Integration did have a most powerful effect in focusing attention on baseball and, more important, on racism. Would Robinson make it? Who was the Giants new kid Mays and did he really call his manager Mistuh Leo? Would the Yankees ever allow a black to wear the hallowed pinstripes? How dare the Giants field an all-black outfield? These questions led to challenging talk. I dont think baseball talk ever again has been quite so passionate, quite so unselfconsciously sociological.
But here is a curious thing. From the start of the Era to the end, attendance declined sharply at all three New York ballparks. In 1947, about 5.5 million tickets were sold for New York baseball. In 1957, the total was 3.2 million. If the talk was as rich as I say, the baseball so compelling, the interest so fervid, where on earth were all the people?
Some were packing for a move to the suburbs. Others, most of the others, were watching television. In a practical sense, television was born during the Era. As people from Brooklyn to Baghdad are forever discovering, television changes the world.
We stood on a Brooklyn street, Washington Avenue, birthplace of Aaron Copland, one warm June night in 1947. The Boston Braves had just swapped pitchers with the Giants, Mort Cooper for Bill Voiselle, plus cash. We massed outside Roys Radio Store, staring at a large wooden box, within which glowed a small, round, grayish, snowy screen. Joe Hatten was pitching to Willard Marshall ten blocks away. That was the ballgame. Roys snowy screen baseball live on television was magic.
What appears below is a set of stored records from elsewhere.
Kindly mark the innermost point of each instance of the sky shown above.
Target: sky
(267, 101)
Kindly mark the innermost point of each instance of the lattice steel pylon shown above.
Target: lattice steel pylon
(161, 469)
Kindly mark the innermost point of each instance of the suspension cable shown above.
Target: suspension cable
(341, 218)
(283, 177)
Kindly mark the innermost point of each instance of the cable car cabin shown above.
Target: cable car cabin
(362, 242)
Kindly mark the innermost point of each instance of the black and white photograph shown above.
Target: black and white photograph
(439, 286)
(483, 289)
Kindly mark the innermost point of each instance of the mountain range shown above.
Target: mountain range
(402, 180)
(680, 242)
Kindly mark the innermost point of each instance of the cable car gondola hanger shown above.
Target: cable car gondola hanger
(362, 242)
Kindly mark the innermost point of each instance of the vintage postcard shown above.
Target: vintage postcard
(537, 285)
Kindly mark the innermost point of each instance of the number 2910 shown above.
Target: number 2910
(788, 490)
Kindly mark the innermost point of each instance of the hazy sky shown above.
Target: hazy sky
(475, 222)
Two of the various men who owned significant parts of New York ballclubs during most of the Era can fairly be described as (1) a drunk and (2) a dilettante. But another, Branch Rickey in Brooklyn, may have been a genius, and his successor, Walter OMalley, was a daring, dazzling businessman. Still, none of these people, from the drunk to the dazzler, knew how to cope with television. (At the end of his life, disappointed with the look of televised baseball, Rickey was seriously suggesting that engineers get to work developing a pyramidal screen.)
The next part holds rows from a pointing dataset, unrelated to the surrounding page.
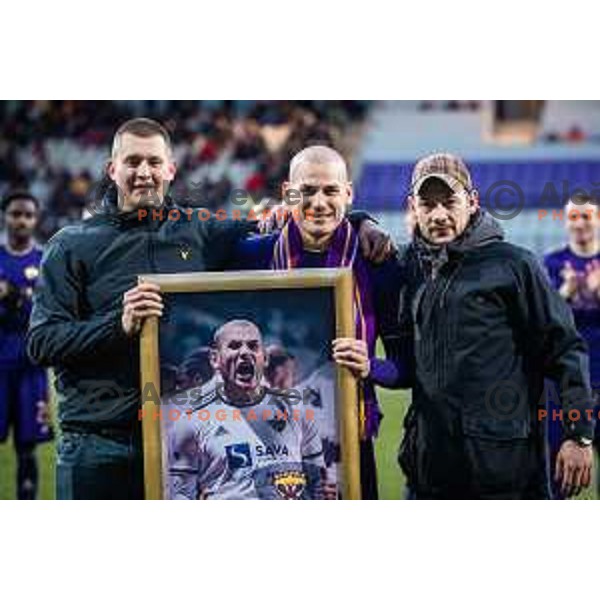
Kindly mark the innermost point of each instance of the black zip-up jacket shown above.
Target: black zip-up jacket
(76, 320)
(488, 328)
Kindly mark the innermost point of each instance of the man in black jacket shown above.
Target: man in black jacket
(487, 328)
(88, 309)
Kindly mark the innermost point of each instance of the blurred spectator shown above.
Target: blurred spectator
(57, 149)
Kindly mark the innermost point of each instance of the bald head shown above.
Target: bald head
(232, 327)
(318, 155)
(239, 356)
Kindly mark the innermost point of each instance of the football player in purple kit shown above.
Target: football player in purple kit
(575, 272)
(23, 386)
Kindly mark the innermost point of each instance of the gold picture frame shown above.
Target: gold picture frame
(339, 281)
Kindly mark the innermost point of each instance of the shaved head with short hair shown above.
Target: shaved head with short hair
(318, 155)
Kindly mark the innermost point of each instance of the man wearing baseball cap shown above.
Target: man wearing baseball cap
(487, 329)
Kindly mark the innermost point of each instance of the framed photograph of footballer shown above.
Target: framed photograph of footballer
(241, 398)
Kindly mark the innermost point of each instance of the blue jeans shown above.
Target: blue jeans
(99, 467)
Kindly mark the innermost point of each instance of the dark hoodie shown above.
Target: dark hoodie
(76, 320)
(488, 328)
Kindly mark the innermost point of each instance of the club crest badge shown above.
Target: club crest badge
(31, 272)
(185, 252)
(290, 485)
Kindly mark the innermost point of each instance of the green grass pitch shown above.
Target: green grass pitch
(391, 480)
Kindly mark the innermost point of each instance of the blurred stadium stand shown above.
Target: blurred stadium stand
(564, 156)
(58, 150)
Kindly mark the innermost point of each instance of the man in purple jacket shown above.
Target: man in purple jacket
(575, 273)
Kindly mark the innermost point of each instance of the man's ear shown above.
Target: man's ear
(473, 202)
(110, 169)
(171, 171)
(213, 359)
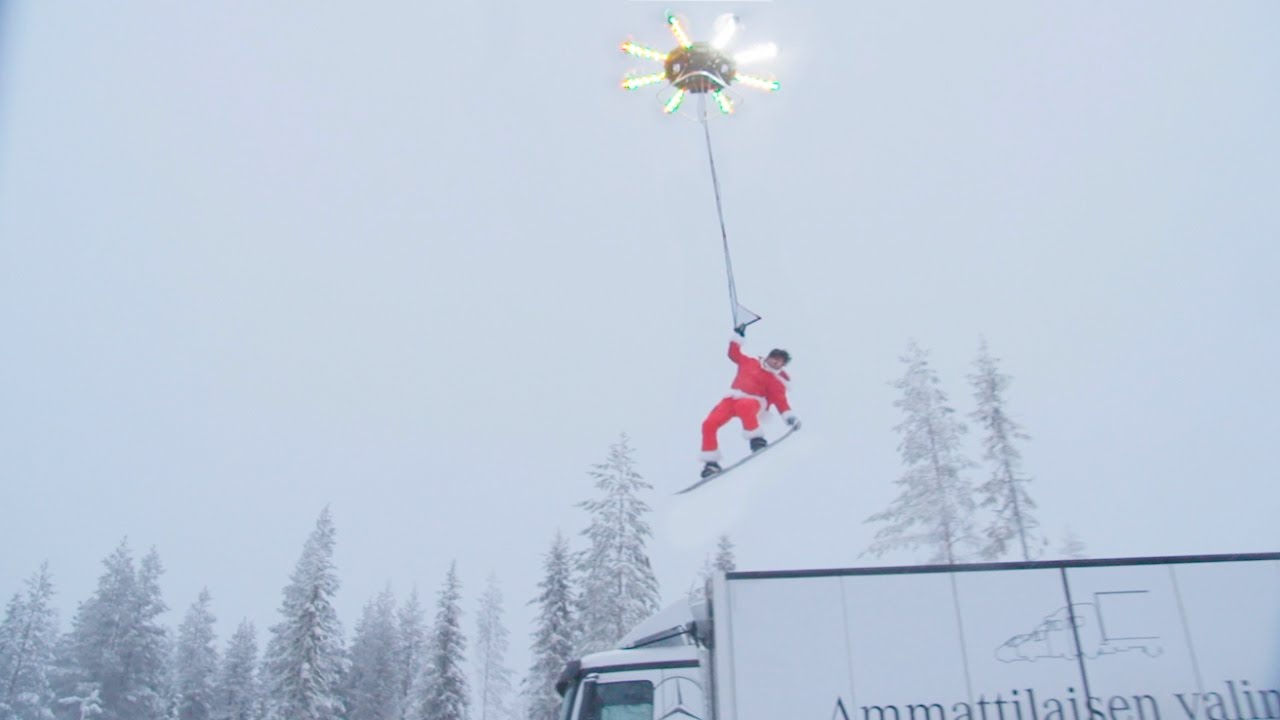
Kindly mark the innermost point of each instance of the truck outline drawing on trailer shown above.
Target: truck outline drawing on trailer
(1054, 638)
The owners first regarded television simply as a new revenue source and grabbed. Business 101. Greed without foresight. By 1950 or so, every home game played by every New York ballclub was televised, without fee to the viewer. Cable television was not yet practicable. The first thing that changed was the skyline of New York. Scrawny forests of antennas sprang up on rooftops from Canarsie by the sea to Woodlawn Cemetery in the trackless north Bronx. Beneath these iron branches, patterns were redone.